Dive Brief:
- Phoenix collects 34,000 tons of palm fronds each year, which account for 3.4% of the city's waste and cost more than half a million dollars to landfill.
- Due to their fibrous quality, the fronds often get tangled in shredding equipment at green-waste processing facilities and can't be easily composted using traditional methods.
- The city recently put out a call for local diversion solutions that don't involve composting. Proposals will be presented to the Phoenix City Council for approval in June and the winner will have the opportunity to lease land at Arizona State University's Resource Innovation Campus.
Dive Insight:
Like other major cities, Phoenix has set long-term sustainability goals—40% diversion by 2020—but is facing the challenges of a complex waste stream. While leaves and grass clippings can be processed through various composting methods, the palm fronds can take up to 50 years to decompose.
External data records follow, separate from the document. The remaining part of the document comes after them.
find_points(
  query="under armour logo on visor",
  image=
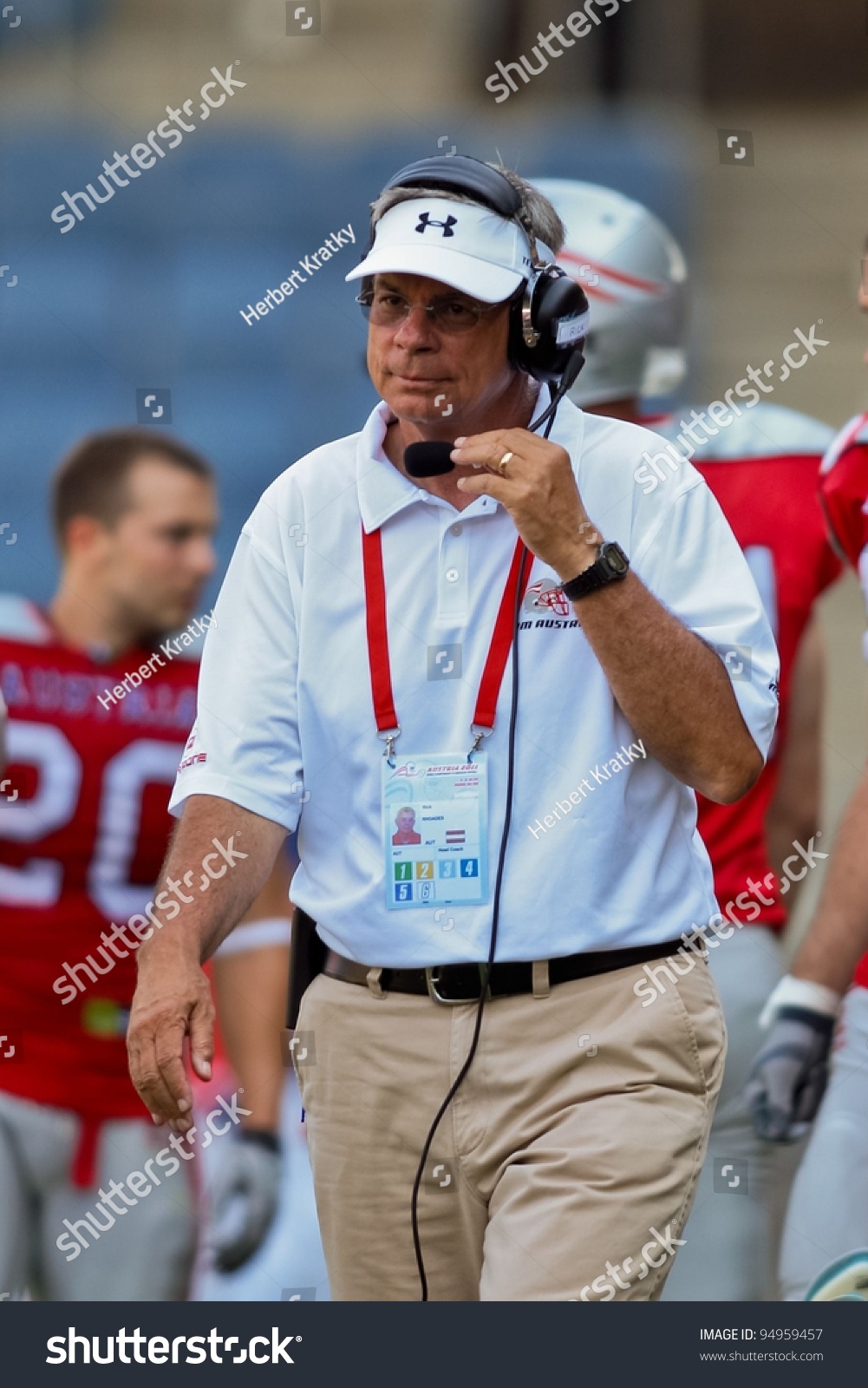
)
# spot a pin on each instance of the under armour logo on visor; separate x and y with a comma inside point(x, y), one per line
point(447, 226)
The Gilbert Gearheads, a youth robotics team located outside of Phoenix, may have found a solution. The team won the 2015 Trash Trek Challenge in Arizona with their "Slice-N-Grind" prototype that breaks the fronds into smaller pieces to be used for mulch. The team's design can be scaled for homeowners, landscapers or industrial processing facilities.
If Phoenix can find and utilize a solution to this problem, such as the Slice-N-Grind, it would have major implications for other municipalities with palm trees that are trying to reduce the amount of organic waste sent to landfills. Los Angeles is one of many cities that also doesn't accept the fronds in green waste bins.